Anjali Sharma
GG News Bureau
UNITED NATIONS, 11th Jan. Head of the UN political Affairs office Rosemary DiCarlo on Wednesday briefed the members of the UN Security Council members and told them the new year has brought no respite to Ukraine, with recent weeks seeing some of the worst attacks in 3 years.
Rosemary DiCarlo underscored the UN’s steadfast commitment to support all meaningful efforts towards a just, sustainable, and comprehensive peace.
She recalled that the full-scale Russian invasion of Ukraine began on 24 February 2022 and the Council has met over 100 times to discuss the “harrowing consequences”.
She warned “And yet, here we are, on the brink of the third year of the gravest armed conflict in Europe since the Second World War – with no end in sight.”
“The toll of this senseless war – in death, destruction and destabilization is already catastrophic. It is terrifying to contemplate where it could lead us. It must stop.”
UN human rights office has verified 29,579 civilian casualties -10,242 people killed, including 575 children, and more than 19,300 injured, including 1,264 children.

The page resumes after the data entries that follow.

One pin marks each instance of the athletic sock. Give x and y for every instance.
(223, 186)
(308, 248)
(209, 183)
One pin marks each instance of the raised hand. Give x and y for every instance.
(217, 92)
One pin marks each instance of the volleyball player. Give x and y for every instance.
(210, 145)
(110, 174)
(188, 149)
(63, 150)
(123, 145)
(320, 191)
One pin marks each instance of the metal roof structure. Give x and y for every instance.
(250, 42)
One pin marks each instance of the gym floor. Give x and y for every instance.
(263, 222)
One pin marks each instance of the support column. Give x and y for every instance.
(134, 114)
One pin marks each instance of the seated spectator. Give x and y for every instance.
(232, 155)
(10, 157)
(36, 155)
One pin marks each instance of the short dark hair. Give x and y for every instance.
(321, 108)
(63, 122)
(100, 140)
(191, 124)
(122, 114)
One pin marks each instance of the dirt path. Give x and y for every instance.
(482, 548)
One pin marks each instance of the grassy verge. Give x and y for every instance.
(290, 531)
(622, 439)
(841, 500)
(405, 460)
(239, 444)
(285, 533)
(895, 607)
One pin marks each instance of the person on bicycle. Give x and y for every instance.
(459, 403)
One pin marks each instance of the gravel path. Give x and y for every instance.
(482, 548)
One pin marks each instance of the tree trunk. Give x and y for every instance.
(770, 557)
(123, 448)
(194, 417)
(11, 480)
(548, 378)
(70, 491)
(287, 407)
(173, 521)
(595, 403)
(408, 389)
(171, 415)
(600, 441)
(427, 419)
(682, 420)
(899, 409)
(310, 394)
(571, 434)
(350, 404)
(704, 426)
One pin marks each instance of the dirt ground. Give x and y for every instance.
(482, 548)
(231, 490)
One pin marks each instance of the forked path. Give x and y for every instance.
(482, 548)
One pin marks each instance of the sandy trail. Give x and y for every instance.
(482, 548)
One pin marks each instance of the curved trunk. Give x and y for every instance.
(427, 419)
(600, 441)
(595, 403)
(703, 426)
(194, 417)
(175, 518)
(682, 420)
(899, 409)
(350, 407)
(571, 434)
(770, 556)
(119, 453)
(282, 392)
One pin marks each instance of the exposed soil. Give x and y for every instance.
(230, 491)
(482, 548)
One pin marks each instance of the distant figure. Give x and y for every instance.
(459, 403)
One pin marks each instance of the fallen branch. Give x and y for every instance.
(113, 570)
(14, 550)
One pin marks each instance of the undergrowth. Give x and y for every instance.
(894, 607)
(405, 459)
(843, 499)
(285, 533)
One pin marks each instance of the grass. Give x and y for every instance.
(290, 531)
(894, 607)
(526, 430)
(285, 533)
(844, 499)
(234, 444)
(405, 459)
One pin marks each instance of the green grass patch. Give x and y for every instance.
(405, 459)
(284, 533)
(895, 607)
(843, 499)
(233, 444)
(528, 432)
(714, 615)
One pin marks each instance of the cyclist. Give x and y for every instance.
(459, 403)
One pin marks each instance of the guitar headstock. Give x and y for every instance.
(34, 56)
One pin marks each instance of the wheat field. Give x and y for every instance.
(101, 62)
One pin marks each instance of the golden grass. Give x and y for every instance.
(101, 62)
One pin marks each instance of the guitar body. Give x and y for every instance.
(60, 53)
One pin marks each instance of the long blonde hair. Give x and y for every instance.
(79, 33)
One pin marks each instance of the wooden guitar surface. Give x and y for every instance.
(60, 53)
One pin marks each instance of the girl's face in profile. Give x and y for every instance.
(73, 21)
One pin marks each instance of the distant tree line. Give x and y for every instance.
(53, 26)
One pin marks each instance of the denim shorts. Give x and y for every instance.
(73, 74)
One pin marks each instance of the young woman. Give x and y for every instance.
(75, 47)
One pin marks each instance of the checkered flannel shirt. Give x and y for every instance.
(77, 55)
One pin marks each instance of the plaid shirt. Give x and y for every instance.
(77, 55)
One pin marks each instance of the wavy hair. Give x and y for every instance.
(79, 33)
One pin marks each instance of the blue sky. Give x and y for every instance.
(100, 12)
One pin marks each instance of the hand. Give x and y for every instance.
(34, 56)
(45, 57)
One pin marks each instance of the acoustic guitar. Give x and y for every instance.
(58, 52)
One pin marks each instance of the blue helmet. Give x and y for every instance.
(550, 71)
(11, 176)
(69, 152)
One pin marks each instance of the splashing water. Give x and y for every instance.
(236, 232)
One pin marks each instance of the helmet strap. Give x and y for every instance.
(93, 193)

According to OHCHR, Ms. Dicarlo said between 29 December and 2 January, 96 people were killed and 423 injured.
She noted country-wide drone strikes on 29 December killed 58 people and injured 158 the highest number of deaths in a single day in all of 2023.
Over 25 civilians were killed, and 100 injured, in airstrikes on 30 December in the Russian city of Belgorod, which were attributed to Ukraine, she said
The cross-border attacks have continued, prompted some civilians to evacuate the city, Ms. DiCarlo stated.
She noted this past Saturday 11 civilians were killed in a missile strike in Pokrovsk, a town in the Donetsk region of Ukraine, which the authorities attributed to Russian forces.
Ms. DiCarlo said civilians in frontline communities bear the heaviest burden of the missile, drone and artillery barrages, with 70 per cent of civilian casualties recorded in the Donetsk, Kharkiv, Kherson and Zaporizhzhia regions.
She added that the war’s impact on children is “particularly appalling”, noted that two-thirds of young Ukrainians have been forced to flee their home an estimated 1.5 million children are at risk of post-traumatic stress and other mental health conditions.
Ms. DiCarlo stressed that the missile and drone attacks are causing severe damage to civilian infrastructure, and thousands are without electricity and water supply in frigid winter weather.
“Even as the fighting rages, Ukrainians are working to rebuilding their lives and homes, investing in areas less exposed to direct hostilities,” Ms. DiCarlo told the Council members.
She said the UN, in coordination with government partners, continues to support local recovery efforts, including in the energy sector.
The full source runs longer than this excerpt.